Welcome friends,
For the first assignment we'll be diving right in to neural networks. What are they? How do they work? Do they really require blood sacrifices on the third Saturday of odd-numbered months? We'll find out the answers to these questions and more!
During this class you'll be building out your own neural network framework. I'll take care of some of the more boring parts like loading data, stringing things together, etc. so you can focus on the important parts.
Those of you who took vision with me will recognize a lot of the image codebase as stuff that you did! Early on we'll be focussing on applications of deep learning to problems in computer vision so there's a lot of code in image.c
for loading images and performing some basic operations. No need to go into the details, just glance through image.h
for a quick summary of the kinds of operations you can perform on images. We won't need any of that for this homework though!
More pertinent to this homework is the matrix library described in matrix.h
and fleshed out in matrix.c
. As we've learned in class, the heavy lifting in deep learning is done through matrix operations. The important ones we'll be using today are matrix multiplication and an elementwise scaled addition called axpy
(for ax + y). But to warm up we'll do some easy stuff.
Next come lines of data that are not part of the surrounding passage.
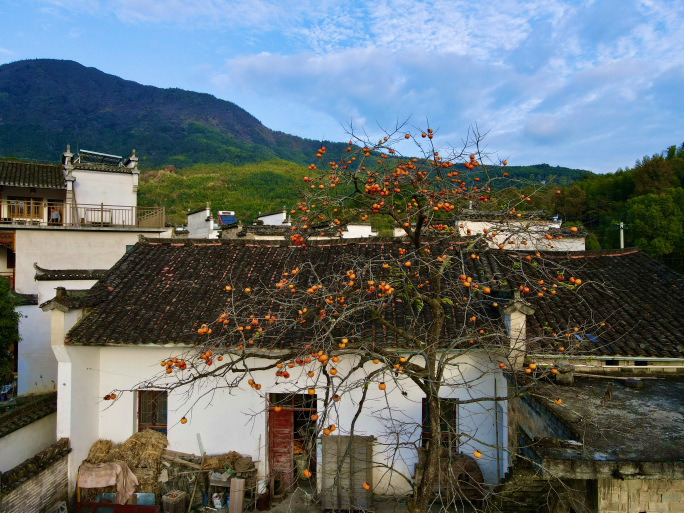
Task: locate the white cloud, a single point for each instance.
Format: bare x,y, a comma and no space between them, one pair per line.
551,79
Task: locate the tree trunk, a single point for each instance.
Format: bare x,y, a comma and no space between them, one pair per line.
419,503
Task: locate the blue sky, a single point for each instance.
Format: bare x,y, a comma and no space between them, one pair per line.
588,84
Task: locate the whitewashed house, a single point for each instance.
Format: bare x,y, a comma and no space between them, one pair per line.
149,306
61,225
526,231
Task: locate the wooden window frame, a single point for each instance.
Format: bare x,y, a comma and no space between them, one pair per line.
156,423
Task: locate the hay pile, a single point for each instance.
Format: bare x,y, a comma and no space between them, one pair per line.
142,452
221,461
99,451
144,449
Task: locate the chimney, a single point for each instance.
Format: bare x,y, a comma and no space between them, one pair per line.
67,156
132,163
515,316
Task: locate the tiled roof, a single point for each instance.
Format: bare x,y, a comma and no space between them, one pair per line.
163,290
29,410
68,274
103,168
635,424
19,173
25,299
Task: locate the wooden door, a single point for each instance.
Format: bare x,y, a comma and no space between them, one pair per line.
280,441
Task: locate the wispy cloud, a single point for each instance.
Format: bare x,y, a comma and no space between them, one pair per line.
553,80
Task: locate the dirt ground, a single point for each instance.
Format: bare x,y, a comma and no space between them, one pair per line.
300,501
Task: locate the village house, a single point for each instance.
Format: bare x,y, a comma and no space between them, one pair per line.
522,231
63,225
149,306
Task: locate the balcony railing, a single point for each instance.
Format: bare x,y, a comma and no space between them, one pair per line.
59,213
9,276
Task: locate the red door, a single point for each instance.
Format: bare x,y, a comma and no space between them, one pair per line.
280,440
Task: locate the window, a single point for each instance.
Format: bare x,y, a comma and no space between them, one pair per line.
11,259
25,207
448,423
152,410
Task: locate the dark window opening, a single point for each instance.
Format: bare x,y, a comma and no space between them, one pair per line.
448,423
11,259
294,401
25,208
152,410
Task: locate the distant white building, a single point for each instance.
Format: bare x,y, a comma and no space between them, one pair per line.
273,218
529,232
71,221
201,224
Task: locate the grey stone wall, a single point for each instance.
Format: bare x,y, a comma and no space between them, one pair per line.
40,493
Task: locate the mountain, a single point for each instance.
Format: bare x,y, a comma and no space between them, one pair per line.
46,104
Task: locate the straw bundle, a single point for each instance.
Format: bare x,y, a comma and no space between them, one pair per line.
221,461
147,480
115,453
144,449
99,451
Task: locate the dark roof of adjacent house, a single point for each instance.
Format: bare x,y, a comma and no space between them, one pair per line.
43,274
103,168
610,421
163,290
70,299
639,302
27,410
17,173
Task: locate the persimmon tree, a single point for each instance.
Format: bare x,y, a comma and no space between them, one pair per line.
397,319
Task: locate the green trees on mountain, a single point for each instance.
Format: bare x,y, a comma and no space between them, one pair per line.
648,199
9,331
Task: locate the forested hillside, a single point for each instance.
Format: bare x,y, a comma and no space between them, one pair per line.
648,198
247,189
46,104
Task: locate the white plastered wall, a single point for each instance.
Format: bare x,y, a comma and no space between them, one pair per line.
236,421
56,249
78,385
95,187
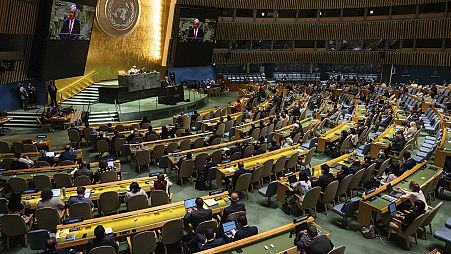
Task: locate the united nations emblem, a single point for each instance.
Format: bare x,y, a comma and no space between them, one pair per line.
118,17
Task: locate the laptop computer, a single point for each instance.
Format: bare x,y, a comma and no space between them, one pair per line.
111,164
56,192
292,179
228,228
392,209
190,203
393,193
369,191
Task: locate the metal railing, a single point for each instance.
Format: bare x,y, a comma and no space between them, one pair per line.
76,87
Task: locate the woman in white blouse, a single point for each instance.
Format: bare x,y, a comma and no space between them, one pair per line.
410,132
134,191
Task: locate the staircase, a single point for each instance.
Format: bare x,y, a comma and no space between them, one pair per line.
103,117
88,96
23,119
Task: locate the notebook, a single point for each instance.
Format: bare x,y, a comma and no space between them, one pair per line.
210,202
56,192
190,203
392,209
292,179
111,164
228,228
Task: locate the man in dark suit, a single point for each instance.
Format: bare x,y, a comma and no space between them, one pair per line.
312,243
208,241
195,33
379,160
245,230
240,171
234,207
101,239
325,179
408,164
397,144
68,154
84,171
71,25
198,214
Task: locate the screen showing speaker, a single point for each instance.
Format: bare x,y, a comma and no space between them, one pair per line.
71,21
196,31
62,38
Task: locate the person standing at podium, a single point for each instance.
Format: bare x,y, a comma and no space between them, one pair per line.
133,70
71,25
166,82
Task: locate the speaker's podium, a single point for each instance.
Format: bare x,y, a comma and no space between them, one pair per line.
171,95
140,86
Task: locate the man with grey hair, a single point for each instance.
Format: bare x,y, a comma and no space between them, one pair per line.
195,33
71,25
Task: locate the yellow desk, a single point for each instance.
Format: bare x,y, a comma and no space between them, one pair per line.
283,185
202,112
210,123
383,142
333,134
326,107
175,157
35,155
359,113
40,143
134,148
228,169
146,183
277,237
284,132
374,203
28,174
444,149
129,223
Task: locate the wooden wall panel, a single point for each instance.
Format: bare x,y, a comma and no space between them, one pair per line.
397,58
388,29
302,4
18,17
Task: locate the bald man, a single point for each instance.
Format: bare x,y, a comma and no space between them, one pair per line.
71,25
234,207
195,33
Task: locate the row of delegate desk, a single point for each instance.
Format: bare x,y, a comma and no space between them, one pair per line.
43,143
279,134
29,173
95,190
227,170
378,201
277,240
126,224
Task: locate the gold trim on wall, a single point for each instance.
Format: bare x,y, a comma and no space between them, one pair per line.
18,17
383,29
398,58
303,4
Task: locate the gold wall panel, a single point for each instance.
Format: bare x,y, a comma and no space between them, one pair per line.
397,58
18,17
302,4
384,29
107,55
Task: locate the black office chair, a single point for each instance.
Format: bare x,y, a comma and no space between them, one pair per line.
347,209
37,239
Let's get crackin!
Remember, the codebase is in C. There is a Makefile
but every time you make a change to the code you have to run make
for your executable to be updated.
If you check out matrix.h
you see that our matrices are pretty simple, just a size in rows
and cols
and a field for the data. Now check out matrix.c
and read through the functions for making new (zeroed out) matrices and randomly filled matrices.
Fill in the code for making a copy of a matrix. We've already created the new matrix for you, you just have to fill it in!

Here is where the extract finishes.